8 de Maio de 2015

O mosquito da dengue.

 

Não sou infectologista. Não irei falar sobre a doença, ou as doenças transmitidas pelo referido inseto.

Falarei sobre o porquê na minha visão de tantos casos no nosso País.

Estive recentemente na cidade de Santiago do Chile, capital do referido País. Limpa, com avenidas largas de mão única e com várias construções de vias onde as placas indicativas mostravam o melhor caminho a ser seguido evitando os congestionamentos.

Andei de metro e ônibus. O metro de excelente qualidade podendo ser comparado com os melhores do mundo. Ônibus de subúrbio onde não existia cobrador. Todos os passageiros pagavam no caixa que estava ao lado do motorista. Esse só fazia passar o troco quando necessário. Um aviso nos ônibus chamou minha atenção: “este ônibus pertence a você, cuide bem dele, pois irá servi-lo em suas viagens”. Educação. Esta é a palavra chave.

Educação.

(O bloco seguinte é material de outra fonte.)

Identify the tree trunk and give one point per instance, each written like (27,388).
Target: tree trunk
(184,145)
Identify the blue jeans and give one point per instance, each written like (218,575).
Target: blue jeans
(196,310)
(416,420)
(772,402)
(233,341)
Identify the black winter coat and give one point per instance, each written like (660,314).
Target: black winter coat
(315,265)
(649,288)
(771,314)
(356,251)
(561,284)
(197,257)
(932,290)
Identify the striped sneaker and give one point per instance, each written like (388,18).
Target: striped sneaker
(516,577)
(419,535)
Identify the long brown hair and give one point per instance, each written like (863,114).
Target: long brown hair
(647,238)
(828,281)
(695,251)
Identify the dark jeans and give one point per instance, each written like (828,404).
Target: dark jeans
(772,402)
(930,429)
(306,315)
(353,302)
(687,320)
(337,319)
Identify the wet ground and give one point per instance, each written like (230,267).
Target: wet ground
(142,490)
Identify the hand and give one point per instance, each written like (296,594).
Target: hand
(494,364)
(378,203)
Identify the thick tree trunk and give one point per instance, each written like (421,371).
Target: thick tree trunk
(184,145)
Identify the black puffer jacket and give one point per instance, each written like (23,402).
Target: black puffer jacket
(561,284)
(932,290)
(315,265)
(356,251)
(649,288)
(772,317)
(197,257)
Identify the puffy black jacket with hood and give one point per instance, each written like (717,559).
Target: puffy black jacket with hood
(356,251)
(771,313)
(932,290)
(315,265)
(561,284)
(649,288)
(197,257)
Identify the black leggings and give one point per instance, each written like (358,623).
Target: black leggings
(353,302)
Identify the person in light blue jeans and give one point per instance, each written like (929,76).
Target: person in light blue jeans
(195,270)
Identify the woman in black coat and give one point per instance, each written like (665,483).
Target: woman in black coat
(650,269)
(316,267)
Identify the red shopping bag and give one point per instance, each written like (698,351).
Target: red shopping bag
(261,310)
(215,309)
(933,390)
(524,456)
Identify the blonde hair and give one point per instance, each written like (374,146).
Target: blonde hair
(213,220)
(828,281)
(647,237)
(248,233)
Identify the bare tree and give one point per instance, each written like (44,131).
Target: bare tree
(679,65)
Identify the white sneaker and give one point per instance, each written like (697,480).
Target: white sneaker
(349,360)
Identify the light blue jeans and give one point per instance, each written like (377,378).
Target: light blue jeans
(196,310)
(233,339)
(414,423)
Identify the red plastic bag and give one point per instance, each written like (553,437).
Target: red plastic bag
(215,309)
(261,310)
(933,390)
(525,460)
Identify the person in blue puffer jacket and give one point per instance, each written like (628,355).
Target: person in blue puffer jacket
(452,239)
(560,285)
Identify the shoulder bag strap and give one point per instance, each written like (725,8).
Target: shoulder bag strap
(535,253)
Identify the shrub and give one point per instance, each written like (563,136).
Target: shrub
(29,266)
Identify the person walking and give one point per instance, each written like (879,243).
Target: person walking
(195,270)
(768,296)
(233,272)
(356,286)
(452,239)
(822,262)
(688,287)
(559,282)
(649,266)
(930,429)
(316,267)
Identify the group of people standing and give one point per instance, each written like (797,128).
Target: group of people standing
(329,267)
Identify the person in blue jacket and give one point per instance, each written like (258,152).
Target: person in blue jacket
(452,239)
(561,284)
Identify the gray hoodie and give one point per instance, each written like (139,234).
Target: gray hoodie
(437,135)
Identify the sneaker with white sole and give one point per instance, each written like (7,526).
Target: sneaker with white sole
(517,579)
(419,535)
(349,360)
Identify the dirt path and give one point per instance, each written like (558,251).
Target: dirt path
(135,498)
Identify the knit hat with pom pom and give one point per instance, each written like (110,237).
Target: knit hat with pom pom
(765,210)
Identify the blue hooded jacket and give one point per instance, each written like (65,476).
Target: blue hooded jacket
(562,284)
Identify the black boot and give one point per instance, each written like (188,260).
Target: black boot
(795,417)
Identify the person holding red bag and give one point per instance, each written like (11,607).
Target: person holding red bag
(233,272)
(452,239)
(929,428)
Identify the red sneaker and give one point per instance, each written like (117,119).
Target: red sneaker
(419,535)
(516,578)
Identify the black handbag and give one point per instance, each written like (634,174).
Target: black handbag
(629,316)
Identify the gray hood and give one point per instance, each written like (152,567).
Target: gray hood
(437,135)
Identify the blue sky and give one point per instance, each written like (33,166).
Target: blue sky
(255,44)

Só assim teremos uma cidade limpa e não teremos dengue e outras doenças oriundas dos mosquitos, das moscas, ratos e baratas.

Estou cansado de ver automóveis que vão a minha frente, baixarem os vidros e jogarem embalagem de alimentos e outros papeis, quando não latas de refrigerantes e garrafas de água nas ruas.

Olha, não são carroças como chamou aquele presidente, são automóveis pequenos ou grandes, novos ou velhos, de luxo ou popular. Todos os tipos. Seus ocupantes de maior ou menor poder aquisitivo não possuem a civilidade necessária. Fico me perguntando: será que fazem isso mesmo em casa?

Outros automóveis são até piores. Possuem no vidro traseiro adesivo religioso ou de agradecimento ao ser superior por ter ganhado o carro e fazem o mesmo. Jogam o lixo que está dentro do carro na rua, na calçado enfim…

Como poderemos combater a dengue e outras doenças transmitidas por insetos e roedores (hepatite, leptospirose, etc), se nossa população não cuida de limpar a cidade. Só suja!